ASET Colloquium

Scheduling in Hard Real Time Systems: The Response Time Approach

by Prof. Paritosh Pandya (Former Dean, STCS, TIFR, Mumbai)

Friday, July 9, 2021 from to (Asia/Kolkata)
at Online ( https://zoom.us/j/91427966752 )
Description
Operating systems such as windows and Linux coordinate the execution of hundreds of concurrent tasks by dynamically assigning shared resources such as CPU and memory to them. In real-time systems, tasks are typically periodic, following repeated execution of a sense-compute-actuate cycle for each task type. There are stringent deadlines on how soon each invocation of a task must be completed. The operating system can interrupt the computation of one task to give the CPU to another task to ensure the meeting of deadlines of all tasks. Such adequate scheduling is a critical requirement for sensitive applications like aerospace and reactor control. 
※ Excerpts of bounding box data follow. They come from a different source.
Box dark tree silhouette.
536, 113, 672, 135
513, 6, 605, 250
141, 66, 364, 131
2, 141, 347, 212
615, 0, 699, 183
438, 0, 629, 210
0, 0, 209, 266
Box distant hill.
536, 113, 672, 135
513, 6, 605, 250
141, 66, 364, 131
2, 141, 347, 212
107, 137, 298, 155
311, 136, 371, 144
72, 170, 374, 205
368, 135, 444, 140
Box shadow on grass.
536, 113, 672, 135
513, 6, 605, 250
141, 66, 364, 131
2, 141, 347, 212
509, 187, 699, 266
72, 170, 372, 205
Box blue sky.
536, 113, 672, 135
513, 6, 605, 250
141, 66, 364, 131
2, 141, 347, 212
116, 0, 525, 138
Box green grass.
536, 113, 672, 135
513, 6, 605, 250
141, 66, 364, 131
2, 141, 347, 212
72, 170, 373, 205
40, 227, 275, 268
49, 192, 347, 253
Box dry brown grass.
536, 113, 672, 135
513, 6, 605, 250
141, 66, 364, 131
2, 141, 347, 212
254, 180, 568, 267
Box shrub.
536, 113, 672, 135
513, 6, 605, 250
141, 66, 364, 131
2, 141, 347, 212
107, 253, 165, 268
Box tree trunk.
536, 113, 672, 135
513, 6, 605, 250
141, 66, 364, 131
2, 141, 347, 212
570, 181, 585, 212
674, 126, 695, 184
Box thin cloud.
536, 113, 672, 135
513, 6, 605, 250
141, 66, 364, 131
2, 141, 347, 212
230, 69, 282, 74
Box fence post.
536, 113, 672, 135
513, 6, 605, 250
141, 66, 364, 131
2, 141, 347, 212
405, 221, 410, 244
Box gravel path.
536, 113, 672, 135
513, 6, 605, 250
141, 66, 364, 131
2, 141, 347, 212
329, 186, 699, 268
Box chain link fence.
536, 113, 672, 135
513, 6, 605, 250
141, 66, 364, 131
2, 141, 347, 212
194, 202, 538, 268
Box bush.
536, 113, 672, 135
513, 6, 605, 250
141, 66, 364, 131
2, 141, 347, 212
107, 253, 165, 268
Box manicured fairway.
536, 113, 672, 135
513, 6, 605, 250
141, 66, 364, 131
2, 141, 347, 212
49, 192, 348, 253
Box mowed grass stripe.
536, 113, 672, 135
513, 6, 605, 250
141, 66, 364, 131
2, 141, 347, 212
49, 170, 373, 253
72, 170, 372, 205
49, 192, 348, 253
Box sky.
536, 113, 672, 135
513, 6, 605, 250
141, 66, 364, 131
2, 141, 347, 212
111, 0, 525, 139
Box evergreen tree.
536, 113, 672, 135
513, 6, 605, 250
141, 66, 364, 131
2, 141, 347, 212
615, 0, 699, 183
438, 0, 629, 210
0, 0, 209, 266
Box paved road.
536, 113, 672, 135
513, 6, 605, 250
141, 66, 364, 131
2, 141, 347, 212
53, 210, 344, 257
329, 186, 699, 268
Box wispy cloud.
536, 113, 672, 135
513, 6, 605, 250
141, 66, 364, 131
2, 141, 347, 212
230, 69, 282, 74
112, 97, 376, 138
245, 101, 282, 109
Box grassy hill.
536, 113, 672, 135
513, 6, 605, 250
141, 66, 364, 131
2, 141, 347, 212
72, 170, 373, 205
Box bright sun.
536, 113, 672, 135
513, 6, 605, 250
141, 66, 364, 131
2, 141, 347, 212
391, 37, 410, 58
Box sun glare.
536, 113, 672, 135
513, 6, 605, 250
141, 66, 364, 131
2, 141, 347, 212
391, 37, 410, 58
The classical model of Hard Real Systems with priority-based preemptive scheduling was defined and analysed by Liu and Layland in their paper in 1973. It posed two questions: (a) how to assign priorities to tasks (priority assignment), and (b) how to check that all the deadlines are met under a given priority assignment (feasibility). An exact solution to the feasibility question was proposed in a paper from TIFR in 1986. The solution involved characterising the worst-case response time of a task using a recursive equation, and a method for solving this equation. This response time approach has, since then, found wide applicability and it has been generalised to much more complex situations involving dependencies and locking between tasks with priority inheritance, and multi-processor executions. 

Very recently, some of these works were recognized for their continued impact by conferring the inaugural “test of time award” to 4 papers by the IEEE technical committee on real-time systems. This talk gives a retrospective on these papers and their continued impact on the field of real-time scheduling.

About the Speaker:

Paritosh Pandya is a computer scientist whose areas of interest include logic, automata, mathematics of program construction and embedded systems. He is a retired professor and former Dean of the School of Technology and Computer Science at the Tata Institute of Fundamental Research (TIFR). He is currently an adjunct professor in the computer science department at IIT Bombay. Paritosh Pandya did his B.Tech in Electronics at M. S. University, Baroda, M.Tech in Computer Science at IIT Kanpur and PhD in Computer Science at TIFR. He has worked as a research officer in Oxford University Computing Laboratory under Prof C.A.R. Hoare and also as a visiting scientist at the United Nation University's International Institute of Software Technology in Macau. Paritosh Pandya loves Indian classical music and he is trying to teach the same to his computer.